By Elena Lynch
Big Breath In is a vivid portrayal of a child’s magical adventure through physical theatre. Having never been to see a piece of solely physical theatre, I was intrigued as I walked into the rehearsal room. The cast of 10 have been working on Big Breath In for 3 weeks with the aim of creating a piece of devised theatre which will be accessible to children and enjoyable for students and, crucially, one that isn’t pretentious or patronising. In my opinion, they’ve succeeded.
The story revolves around a young boy who, after losing his balloon, embarks on a quest to find it again. Along the way he finds a trunk filled with toys, which plunge him into a strange and often confusing world. With this simple outline as a beginning director Oscar Wood, the cast and a team of musicians have devised a piece that swells to fill the room.
Each ‘scene’ is more like a sketch, which occurs as the child is whisked between different ‘worlds’. The conception and performances are sweet and funny: a world where people are always getting up in the morning is a highlight. On discovering a toy car in the trunk, a busy and noisy scenario takes place. Actors charged all over the stage, beeping and hooting, too busy to listen to the boy, played with aplomb by Jo Tyabji, desperately looking for his balloon.

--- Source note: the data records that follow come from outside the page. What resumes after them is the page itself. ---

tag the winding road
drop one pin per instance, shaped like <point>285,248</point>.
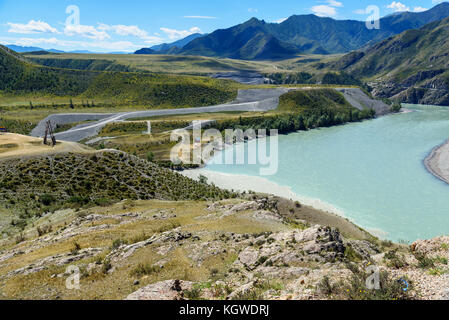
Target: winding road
<point>251,100</point>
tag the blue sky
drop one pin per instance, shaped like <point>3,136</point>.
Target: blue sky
<point>109,26</point>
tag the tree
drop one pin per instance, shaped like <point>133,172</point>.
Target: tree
<point>150,156</point>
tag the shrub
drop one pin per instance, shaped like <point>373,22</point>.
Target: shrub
<point>144,269</point>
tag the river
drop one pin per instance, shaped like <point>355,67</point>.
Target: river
<point>371,172</point>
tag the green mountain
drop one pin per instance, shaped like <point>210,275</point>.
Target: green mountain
<point>256,39</point>
<point>411,67</point>
<point>249,40</point>
<point>166,47</point>
<point>18,76</point>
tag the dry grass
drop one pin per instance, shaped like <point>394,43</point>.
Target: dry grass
<point>119,284</point>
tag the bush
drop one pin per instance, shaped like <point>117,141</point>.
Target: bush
<point>144,269</point>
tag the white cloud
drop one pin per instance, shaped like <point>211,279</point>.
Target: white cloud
<point>419,9</point>
<point>72,45</point>
<point>31,27</point>
<point>334,3</point>
<point>179,34</point>
<point>324,11</point>
<point>398,7</point>
<point>200,17</point>
<point>328,10</point>
<point>360,11</point>
<point>281,20</point>
<point>85,31</point>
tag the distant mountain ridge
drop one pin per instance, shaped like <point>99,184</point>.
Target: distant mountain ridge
<point>177,44</point>
<point>411,67</point>
<point>23,49</point>
<point>257,39</point>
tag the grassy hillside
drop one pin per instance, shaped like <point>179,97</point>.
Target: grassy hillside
<point>302,100</point>
<point>17,77</point>
<point>33,186</point>
<point>194,65</point>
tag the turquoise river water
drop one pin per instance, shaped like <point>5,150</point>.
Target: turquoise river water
<point>372,172</point>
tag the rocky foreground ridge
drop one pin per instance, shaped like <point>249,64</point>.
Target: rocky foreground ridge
<point>253,248</point>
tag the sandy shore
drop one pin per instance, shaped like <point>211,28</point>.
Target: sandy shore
<point>438,162</point>
<point>257,184</point>
<point>317,211</point>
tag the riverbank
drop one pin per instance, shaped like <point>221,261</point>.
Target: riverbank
<point>437,162</point>
<point>314,211</point>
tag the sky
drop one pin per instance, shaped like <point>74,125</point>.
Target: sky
<point>125,26</point>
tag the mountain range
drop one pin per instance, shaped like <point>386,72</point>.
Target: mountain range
<point>411,67</point>
<point>257,39</point>
<point>22,49</point>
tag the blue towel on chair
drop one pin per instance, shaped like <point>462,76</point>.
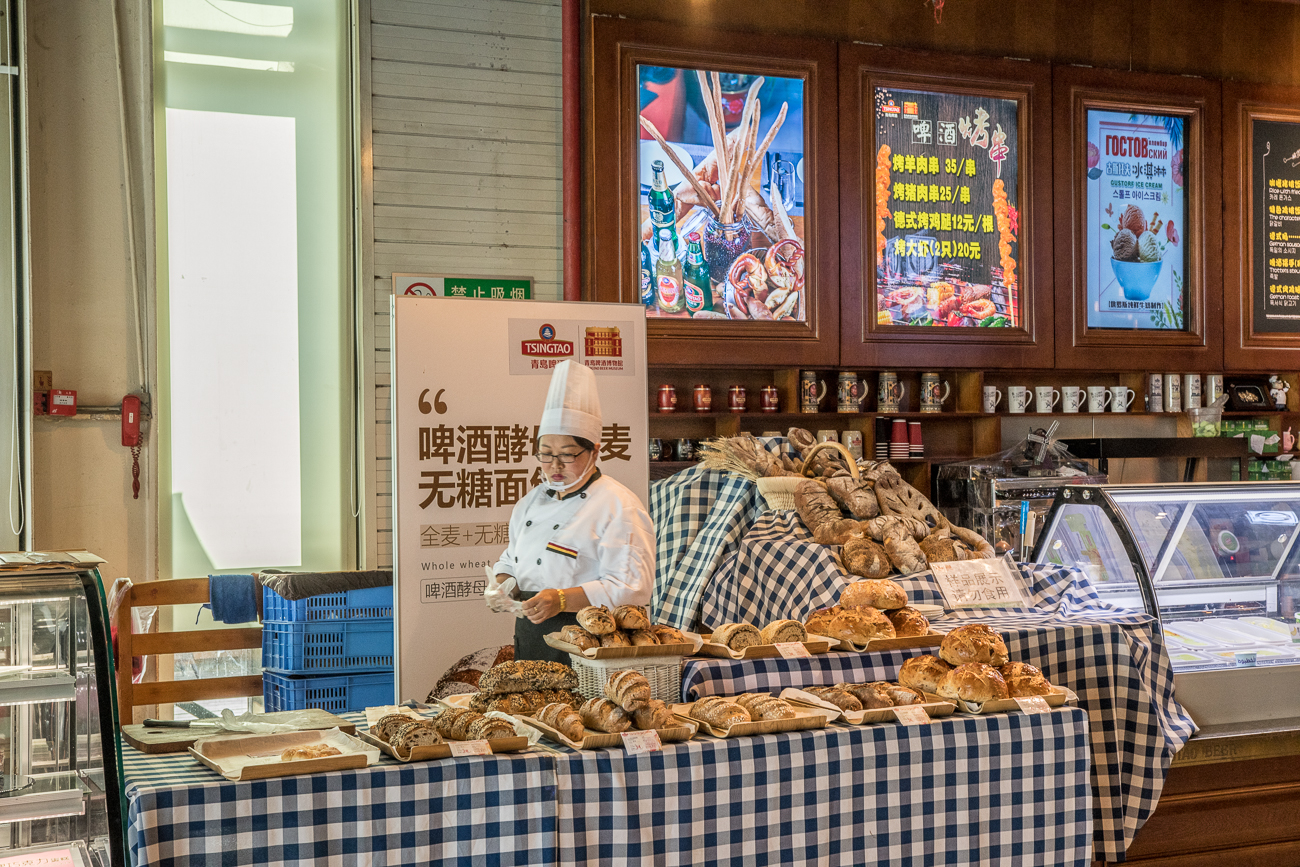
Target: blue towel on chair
<point>233,598</point>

Underscored by beautiful music composed by the cast, the play evokes a playful atmosphere. Pensive songs and steadier moments provide a refreshing respite from the intensity of the action and the overlapping, sometimes deliberately incoherent speech.

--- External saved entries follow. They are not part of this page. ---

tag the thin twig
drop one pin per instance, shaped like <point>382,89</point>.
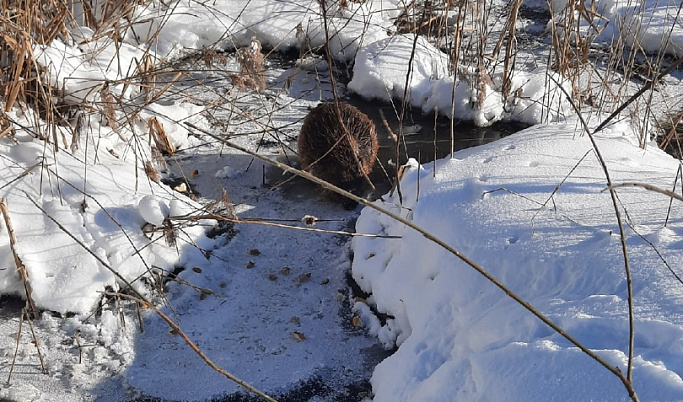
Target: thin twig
<point>444,245</point>
<point>148,304</point>
<point>627,380</point>
<point>21,268</point>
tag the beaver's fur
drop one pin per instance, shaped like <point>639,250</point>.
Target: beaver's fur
<point>350,157</point>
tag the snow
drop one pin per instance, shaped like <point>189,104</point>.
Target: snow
<point>560,252</point>
<point>272,304</point>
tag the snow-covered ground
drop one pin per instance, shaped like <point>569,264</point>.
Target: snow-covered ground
<point>272,305</point>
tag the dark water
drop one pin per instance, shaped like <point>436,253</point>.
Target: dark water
<point>424,137</point>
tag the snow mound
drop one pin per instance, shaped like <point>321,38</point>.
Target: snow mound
<point>381,69</point>
<point>461,338</point>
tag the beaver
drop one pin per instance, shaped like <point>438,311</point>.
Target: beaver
<point>327,152</point>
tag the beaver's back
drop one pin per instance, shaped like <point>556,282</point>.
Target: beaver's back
<point>327,153</point>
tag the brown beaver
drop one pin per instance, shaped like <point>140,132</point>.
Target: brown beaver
<point>338,144</point>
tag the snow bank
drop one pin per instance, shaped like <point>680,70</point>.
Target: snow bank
<point>460,338</point>
<point>101,208</point>
<point>276,24</point>
<point>381,69</point>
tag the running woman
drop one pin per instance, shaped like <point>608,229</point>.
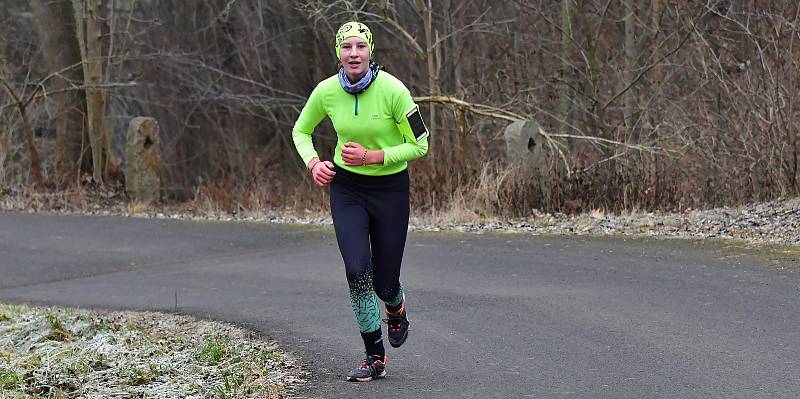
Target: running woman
<point>379,129</point>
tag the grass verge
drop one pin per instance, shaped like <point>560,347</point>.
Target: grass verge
<point>70,353</point>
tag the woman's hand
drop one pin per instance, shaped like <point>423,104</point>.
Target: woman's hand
<point>322,171</point>
<point>354,154</point>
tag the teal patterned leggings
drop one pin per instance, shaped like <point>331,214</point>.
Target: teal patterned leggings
<point>370,215</point>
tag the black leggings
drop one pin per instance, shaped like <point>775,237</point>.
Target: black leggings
<point>370,215</point>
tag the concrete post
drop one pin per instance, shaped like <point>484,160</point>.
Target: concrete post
<point>143,160</point>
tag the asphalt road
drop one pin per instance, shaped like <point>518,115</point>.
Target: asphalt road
<point>493,316</point>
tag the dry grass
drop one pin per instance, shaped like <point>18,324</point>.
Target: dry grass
<point>60,353</point>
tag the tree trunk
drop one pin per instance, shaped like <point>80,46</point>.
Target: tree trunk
<point>55,24</point>
<point>89,33</point>
<point>425,9</point>
<point>631,70</point>
<point>567,48</point>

This piece returns to the very essence of physical theatre, but one leaves wondering whether the true potential of this medium was hampered by the strangeness of its story. I was often left wondering what fantasty world this next bizarre tableau was meant to represent. Sketches verge on silliness when the baffling imaginative leap they represent isn’t made clear. Physical theatre clearly has great imaginative and symbolic potential, aptly demonstrated by the opening of Big Breath In, the sketch which gives the play its name. A knot of actors formed a huge, single organism which breathed deeper and deeper, until after a final big breath, they explode into the loud and colourful world of a child’s imagination. This is a world which Oxford students would do well to share for an hour.